We use the past simple to talk about a finished time in the past:
I went to the theatre a lot when I was at university.
We use the present perfect ('have/has' + past participle) to talk about a time which started in the past and continues now:
I have been to the theatre six times this year.
I have never been to the theatre in my life.
What is The Tempest really about?
Well the plot of The Tempest on the face of it is quite simple. A group of people have been stranded on an island by a magician. But he’s basically debating whether or not to take revenge on them and instead is learning that he needs to forgive and show mercy. But that’s true of the other characters. Caliban feels wronged by Prospero. He wants to have Prospero killed. He wants to take the island back but he too needs to learn that actually forgiveness and mercy is the better road. We also get an opportunity to see Prospero as a parent, because for the Elizabethans of course a king was a kind of parent. So Prospero’s daughter Miranda is important. But also too Caliban, who is in a way Prospero’s son. We get to see how a bad parent produces a bad son. And we get to see that dynamic play out. So there’s lots of different forms of interest, lots of different things that we can see.
Playing Caliban in The Tempest
Caliban is a very interesting part in that he’s described by all the other characters in the play in so many different ways: he’s a monster, he’s a demi-devil, he’s a fish, he’s a moon-calf, he’s deformed. A lot of these things are contradictory. How can he be a devil and a fish and a moon-calf and a deformed human? I think for an Elizabethan mind Caliban would have struck them as being a devil. As I say, he has all the vices: greed, wrath, lust. All the really bad things that people think drive them, Caliban has. But he’s also kept human by Shakespeare. He doesn’t have any magic. He clearly is in love with Miranda, desperately in love, but has been rejected by her and by Prospero. So his fury is coming from a place of love too. So that’s how I started, was not wanting to rule anything out but try and keep everything in. So then you find a design that suits that and then you try also to do a realistic, naturalistic thing which is to imagine what it’s like to be someone who was deserted on an island as a baby, his mother dies before Prospero finds him, and he’s been left as a small child on an island surrounded by wild animals. There’s a lot of complicated, interesting things you can do psychologically, you know, from research and through design.
What is the best age to start seeing Shakespeare’s plays?

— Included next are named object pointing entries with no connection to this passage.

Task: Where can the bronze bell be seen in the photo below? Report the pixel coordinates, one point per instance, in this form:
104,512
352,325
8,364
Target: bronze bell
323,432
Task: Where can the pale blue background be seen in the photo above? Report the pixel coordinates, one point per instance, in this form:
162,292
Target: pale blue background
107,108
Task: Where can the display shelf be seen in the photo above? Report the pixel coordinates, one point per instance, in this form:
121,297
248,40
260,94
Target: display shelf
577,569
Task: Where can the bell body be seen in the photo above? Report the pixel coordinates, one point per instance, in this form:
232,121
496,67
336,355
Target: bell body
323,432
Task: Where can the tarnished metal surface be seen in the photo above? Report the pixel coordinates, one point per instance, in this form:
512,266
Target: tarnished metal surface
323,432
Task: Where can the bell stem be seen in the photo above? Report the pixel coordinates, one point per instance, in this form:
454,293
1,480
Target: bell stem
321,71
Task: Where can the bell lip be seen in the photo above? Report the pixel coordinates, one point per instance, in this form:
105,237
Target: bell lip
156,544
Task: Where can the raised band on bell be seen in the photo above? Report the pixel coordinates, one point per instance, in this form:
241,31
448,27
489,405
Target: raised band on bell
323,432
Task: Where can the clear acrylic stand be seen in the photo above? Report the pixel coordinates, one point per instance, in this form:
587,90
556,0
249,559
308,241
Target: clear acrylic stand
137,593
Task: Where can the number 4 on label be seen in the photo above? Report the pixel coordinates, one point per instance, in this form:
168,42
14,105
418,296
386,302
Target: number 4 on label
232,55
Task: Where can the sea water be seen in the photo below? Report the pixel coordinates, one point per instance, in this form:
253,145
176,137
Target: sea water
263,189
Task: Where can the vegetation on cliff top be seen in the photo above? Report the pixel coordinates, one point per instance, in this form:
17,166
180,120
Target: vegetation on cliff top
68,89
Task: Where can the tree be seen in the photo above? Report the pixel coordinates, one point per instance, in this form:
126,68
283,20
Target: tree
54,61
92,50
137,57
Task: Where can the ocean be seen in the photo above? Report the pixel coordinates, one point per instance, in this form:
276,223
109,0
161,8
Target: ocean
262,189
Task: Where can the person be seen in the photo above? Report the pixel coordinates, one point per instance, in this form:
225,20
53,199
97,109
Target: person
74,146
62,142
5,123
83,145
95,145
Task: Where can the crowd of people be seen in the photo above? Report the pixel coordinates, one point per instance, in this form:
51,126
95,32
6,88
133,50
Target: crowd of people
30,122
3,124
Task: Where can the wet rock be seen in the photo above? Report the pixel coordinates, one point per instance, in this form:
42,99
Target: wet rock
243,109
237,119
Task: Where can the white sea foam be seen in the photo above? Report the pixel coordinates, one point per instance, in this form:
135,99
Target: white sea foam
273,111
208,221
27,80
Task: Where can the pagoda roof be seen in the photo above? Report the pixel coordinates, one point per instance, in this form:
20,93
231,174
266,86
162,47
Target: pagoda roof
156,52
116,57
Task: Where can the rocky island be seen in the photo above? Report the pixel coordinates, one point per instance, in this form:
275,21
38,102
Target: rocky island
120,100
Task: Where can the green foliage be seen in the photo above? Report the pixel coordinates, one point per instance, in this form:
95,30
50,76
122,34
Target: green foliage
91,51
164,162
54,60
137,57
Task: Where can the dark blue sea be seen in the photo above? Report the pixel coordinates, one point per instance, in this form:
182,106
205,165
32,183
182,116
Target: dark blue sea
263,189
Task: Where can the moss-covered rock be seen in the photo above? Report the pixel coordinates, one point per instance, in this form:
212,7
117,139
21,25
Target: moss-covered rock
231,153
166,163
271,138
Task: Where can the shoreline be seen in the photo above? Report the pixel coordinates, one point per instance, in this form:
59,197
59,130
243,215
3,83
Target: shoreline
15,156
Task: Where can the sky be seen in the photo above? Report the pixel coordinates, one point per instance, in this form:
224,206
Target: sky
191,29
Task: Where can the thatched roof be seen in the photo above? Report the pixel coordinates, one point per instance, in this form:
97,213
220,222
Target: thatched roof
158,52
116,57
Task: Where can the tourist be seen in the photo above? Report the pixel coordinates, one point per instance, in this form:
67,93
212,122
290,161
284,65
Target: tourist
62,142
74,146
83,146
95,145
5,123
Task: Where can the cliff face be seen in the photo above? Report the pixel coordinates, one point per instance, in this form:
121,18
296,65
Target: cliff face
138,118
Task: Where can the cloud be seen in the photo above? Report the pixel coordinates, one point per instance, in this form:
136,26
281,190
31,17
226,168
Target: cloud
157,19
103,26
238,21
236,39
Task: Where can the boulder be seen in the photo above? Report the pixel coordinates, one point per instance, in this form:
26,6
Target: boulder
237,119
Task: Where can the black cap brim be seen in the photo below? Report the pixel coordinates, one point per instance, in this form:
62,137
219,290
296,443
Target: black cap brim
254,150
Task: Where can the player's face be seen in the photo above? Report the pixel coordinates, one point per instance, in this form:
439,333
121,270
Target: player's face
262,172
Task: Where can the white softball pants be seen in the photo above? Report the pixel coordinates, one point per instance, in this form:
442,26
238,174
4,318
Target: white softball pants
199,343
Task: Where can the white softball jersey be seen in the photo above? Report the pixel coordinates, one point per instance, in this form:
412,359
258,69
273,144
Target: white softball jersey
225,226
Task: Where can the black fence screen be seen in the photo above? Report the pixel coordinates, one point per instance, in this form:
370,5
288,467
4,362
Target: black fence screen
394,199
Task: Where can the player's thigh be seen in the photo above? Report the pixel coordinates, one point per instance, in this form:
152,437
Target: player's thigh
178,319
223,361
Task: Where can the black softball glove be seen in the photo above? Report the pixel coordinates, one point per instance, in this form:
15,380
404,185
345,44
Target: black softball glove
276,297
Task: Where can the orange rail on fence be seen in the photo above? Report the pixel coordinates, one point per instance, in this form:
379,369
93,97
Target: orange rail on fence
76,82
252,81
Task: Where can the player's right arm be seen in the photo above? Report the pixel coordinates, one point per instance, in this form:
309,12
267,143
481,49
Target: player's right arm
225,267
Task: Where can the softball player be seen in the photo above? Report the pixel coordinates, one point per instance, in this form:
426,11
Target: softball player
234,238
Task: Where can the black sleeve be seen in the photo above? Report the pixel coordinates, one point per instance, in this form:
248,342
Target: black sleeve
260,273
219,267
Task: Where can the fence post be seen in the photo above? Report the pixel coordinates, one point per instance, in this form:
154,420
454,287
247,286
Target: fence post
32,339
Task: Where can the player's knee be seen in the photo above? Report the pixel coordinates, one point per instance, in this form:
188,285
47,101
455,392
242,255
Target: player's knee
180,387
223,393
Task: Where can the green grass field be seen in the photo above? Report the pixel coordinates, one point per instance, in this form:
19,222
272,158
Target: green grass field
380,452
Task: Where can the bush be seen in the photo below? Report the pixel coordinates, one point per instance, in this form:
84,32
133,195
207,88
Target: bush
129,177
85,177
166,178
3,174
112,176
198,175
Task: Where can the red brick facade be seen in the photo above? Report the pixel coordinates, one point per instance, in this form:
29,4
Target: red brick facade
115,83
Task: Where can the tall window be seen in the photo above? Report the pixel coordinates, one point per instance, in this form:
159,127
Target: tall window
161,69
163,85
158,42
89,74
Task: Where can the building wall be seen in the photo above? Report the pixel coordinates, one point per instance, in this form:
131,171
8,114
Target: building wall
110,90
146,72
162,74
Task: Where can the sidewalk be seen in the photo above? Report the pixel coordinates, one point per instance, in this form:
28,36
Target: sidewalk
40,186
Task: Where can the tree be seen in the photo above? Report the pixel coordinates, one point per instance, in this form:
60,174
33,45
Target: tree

I have a ten-year-old son – in fact I have two sons, a ten- and a seven-year-old – and my ten-year-old has been coming and seeing Shakespeare since he was five. He saw All’s Well That Ends Well when he was about five and a half and he’s never been frightened of it, and he has now seen eight or so different Shakespeare plays, but because he was never told to worry about it he’s always understood it. I find it extraordinary. He on his own learnt ‘To be or not to be’ one afternoon just because he wanted to. And that’s thrilling. I have another son who’s seven. He likes doing. He likes playing. He’s not interested in sitting still and watching. And when he’s come to the theatre he’s been bored rigid. And I completely understand both attitudes. I hate being in the theatre and watching. I love being in the theatre and playing. But I’m delighted that one of my sons can listen to the language and not be frightened by it. So, you know, Shakespeare is not something that anyone should feel they have to like, or have to sit and watch. It’s something you can come and go from.